Cash, of course, is always useful – and welcome. All states will feel the effect of global warming in one way or another and they will have to spend large sums to adapt. When tobacco colonies were distributed in the late 1990s, all 50 states, the District of Columbia and five territories lined up to get their share of the pot.
During 2019 Massachusetts v. Exxon In a climate case, the state asked the court to compel ExxonMobil to pay damages — likely billions of dollars — related to violations of state consumer protection laws and efforts to mislead the public In error. But beyond the monetary compensation, an AG Healey victory would only amount to an injunction against ExxonMobil greenwashing and misleading marketing.
Local governments in California are pursuing a more ambitious lawsuit. They are suing fossil fuel companies for the cost of physical damage from climate change, including sea level rise.
An even more ambitious model is a case of 2021 in the Netherlands. A successful environmental group sued Shell, and the court determined that the company must reduce its carbon emissions on an accelerated schedule. Dutch law is not US law – and Shell will appeal – but this decision stands out because the court dictated that a big company must take action to alleviate the global climate crisis. It’s analogous to a court ordering a tobacco company to reduce carcinogens in cigarettes – a decision that has never been made.
A constant drip of negative publicity damages the industry’s reputation and limits its ability to lead the conversation around the energy transition.

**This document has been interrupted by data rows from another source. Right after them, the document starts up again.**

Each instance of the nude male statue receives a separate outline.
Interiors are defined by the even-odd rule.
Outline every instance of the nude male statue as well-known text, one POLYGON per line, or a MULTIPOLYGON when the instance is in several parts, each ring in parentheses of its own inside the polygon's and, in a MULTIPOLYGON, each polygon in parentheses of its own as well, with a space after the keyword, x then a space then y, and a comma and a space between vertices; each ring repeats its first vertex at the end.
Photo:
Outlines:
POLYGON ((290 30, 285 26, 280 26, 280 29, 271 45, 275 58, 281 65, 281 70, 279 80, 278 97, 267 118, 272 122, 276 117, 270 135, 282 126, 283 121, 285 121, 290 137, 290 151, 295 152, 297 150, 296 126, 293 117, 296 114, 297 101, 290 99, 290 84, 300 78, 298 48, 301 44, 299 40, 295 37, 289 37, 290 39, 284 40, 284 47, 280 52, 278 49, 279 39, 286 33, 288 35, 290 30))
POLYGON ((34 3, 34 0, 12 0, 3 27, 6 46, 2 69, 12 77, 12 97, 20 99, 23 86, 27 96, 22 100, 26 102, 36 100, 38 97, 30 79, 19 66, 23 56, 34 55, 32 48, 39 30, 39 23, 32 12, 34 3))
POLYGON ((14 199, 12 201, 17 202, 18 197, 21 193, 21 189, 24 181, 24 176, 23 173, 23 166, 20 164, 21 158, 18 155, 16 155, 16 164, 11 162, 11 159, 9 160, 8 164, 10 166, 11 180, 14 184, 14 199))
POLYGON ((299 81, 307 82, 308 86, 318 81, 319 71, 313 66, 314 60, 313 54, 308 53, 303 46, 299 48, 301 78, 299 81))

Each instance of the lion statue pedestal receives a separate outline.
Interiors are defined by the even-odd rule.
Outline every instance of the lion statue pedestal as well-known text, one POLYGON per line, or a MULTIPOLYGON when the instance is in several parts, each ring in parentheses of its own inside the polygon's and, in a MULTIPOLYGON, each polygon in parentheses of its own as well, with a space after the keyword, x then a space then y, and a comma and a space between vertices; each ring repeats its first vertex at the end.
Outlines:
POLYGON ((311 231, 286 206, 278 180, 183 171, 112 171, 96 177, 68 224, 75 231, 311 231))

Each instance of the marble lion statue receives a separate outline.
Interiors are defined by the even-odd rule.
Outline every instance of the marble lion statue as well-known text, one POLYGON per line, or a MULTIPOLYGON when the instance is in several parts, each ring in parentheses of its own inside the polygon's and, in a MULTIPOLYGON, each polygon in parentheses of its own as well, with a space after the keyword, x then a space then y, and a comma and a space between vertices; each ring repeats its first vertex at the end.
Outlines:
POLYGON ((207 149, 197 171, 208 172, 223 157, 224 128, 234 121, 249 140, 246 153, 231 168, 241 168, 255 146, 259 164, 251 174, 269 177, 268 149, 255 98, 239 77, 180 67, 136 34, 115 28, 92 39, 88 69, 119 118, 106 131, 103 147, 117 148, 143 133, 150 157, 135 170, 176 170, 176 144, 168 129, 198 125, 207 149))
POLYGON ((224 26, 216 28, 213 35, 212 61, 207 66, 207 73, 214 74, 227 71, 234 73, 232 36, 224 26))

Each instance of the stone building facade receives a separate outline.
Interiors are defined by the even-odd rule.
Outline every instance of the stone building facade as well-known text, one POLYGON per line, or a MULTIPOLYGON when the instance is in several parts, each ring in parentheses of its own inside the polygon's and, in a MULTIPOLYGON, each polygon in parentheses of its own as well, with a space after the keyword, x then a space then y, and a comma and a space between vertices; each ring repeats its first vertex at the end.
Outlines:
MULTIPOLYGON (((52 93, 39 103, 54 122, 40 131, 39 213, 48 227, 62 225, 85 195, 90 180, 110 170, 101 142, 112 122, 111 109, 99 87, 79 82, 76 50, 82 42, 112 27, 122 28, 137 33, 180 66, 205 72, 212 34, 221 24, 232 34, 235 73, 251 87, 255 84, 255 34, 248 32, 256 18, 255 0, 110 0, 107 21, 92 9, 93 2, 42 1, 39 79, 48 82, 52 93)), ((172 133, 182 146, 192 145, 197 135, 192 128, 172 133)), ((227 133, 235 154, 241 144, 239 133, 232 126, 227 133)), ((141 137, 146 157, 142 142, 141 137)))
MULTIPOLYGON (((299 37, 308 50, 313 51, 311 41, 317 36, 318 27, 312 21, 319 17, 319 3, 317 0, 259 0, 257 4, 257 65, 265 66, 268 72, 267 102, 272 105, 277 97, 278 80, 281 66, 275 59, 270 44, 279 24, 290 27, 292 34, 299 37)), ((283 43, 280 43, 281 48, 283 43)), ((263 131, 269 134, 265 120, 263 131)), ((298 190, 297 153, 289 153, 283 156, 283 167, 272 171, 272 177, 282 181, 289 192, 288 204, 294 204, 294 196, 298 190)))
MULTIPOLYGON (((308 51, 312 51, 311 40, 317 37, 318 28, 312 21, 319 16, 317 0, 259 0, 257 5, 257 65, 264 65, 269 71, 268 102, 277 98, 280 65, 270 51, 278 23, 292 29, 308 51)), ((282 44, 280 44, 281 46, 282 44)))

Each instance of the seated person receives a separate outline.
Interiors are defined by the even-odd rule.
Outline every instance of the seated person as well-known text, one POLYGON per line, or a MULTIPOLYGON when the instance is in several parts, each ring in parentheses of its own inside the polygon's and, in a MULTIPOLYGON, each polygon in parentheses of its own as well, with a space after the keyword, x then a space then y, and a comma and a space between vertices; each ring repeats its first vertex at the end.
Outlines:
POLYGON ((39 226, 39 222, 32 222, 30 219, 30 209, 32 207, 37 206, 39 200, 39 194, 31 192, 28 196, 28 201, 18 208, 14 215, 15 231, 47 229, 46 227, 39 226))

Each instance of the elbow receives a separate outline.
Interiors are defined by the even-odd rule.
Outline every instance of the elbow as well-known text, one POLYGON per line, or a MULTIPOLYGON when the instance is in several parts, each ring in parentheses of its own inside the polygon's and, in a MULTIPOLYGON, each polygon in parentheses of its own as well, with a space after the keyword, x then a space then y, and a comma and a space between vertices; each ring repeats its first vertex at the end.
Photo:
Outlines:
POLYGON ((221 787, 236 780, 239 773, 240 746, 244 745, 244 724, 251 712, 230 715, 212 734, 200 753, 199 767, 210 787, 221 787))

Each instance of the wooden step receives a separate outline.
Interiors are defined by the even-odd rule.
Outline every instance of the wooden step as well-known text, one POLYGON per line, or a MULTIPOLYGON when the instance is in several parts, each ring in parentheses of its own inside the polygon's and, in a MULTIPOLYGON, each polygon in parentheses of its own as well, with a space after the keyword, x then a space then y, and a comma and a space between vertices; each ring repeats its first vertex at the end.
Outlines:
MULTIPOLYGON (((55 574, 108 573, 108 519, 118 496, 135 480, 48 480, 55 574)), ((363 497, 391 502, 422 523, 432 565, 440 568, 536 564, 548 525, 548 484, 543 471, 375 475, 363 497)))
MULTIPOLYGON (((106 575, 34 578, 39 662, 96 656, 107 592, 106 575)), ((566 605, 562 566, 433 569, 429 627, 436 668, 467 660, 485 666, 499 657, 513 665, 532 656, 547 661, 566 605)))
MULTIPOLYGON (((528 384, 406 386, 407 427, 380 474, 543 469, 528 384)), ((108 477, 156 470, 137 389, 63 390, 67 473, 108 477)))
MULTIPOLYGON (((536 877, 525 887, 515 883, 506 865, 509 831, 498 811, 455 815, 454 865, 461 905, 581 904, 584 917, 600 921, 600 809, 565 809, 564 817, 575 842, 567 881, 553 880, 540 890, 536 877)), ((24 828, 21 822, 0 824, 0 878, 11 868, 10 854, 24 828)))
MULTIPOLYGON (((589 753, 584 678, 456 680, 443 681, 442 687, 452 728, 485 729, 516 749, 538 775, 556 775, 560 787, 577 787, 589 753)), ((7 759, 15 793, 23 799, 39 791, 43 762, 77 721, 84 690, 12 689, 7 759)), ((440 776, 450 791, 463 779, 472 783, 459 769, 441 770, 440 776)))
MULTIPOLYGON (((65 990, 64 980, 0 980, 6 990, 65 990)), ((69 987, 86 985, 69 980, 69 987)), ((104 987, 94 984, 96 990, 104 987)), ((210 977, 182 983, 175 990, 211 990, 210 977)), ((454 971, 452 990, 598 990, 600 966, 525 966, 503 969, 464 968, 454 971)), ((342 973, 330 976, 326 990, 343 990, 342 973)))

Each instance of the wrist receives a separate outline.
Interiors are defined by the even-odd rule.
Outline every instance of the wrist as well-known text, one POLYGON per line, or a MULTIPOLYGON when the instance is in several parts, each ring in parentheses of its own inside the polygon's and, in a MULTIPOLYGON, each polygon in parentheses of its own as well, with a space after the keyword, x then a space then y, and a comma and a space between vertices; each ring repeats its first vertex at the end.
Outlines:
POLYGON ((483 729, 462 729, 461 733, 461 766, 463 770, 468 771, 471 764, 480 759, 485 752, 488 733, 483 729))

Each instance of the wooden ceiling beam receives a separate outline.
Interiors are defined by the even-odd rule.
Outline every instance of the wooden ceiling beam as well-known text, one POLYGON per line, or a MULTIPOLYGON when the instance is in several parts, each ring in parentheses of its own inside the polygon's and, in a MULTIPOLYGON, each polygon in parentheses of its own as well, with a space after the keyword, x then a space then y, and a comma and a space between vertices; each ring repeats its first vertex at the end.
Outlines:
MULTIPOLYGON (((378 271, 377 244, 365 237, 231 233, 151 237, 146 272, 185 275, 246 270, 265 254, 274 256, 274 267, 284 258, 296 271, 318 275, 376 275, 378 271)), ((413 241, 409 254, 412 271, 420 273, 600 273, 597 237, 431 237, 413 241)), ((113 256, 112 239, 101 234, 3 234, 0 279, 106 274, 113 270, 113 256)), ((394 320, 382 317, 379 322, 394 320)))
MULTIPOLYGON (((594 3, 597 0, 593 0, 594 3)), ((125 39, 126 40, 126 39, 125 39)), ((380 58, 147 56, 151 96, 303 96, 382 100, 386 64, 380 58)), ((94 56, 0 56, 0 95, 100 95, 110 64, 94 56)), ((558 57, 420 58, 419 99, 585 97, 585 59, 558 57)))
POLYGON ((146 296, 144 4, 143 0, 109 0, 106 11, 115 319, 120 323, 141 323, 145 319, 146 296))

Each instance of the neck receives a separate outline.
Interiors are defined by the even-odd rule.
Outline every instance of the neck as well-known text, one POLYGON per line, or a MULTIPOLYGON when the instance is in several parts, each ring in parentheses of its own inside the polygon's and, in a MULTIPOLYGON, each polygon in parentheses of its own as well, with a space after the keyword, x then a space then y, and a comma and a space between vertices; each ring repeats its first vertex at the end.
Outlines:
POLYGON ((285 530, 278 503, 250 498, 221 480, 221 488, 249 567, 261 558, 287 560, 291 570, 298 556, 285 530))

The many states with cases currently before the courts against Big Oil – including Massachusetts, Rhode Island, Vermont, Connecticut, Maryland, Coloradoand New York to name a few – probably won’t be able to deal such a heavy blow as in the Dutch decision. But even modest success in these cases could, overall, create headwinds for the fossil fuel giants and undermine their financial stability.
Being forced to pay billions of dollars in damages year after year could squeeze profits and make investors uncomfortable. It could become more difficult to raise the capital needed to sustain growth; a downward spiral into bankruptcy or consolidation could ensue.
And even if the states lose, media coverage of a long and nasty legal battle would amplify the narrative that Exxon and others had long known that burning fossil fuels would have catastrophic effects and that the industry tried to smash it. to hide. A constant drip of negative publicity damages the industry’s reputation and limits its ability to lead the conversation around the energy transition.
Like the fossil fuel divestment movement, the legal movement against big oil is helping to undermine social license engage in environmentally destructive business practices. According Daniel Farberprofessor of law at the University of California at Berkeley, which party will emerge victorious in these cases is secondary: “The real stakes of the litigation may therefore rest not so much on the results, but rather on the facts brought to light during the process. . .”
Can a deluge of court cases make fossil fuels socially and politically unacceptable? The history of tobacco litigation supports the idea that previously uncontested products can become stigmatized and, to some extent, marginalized. Nevertheless, more than two decades after the framework settlement agreement, the tobacco industry is still very profitableand dozens of thousands smokers still die of lung cancer each year in this country.
Let’s hope for a more decisive victory when the current wave of climate litigation is over.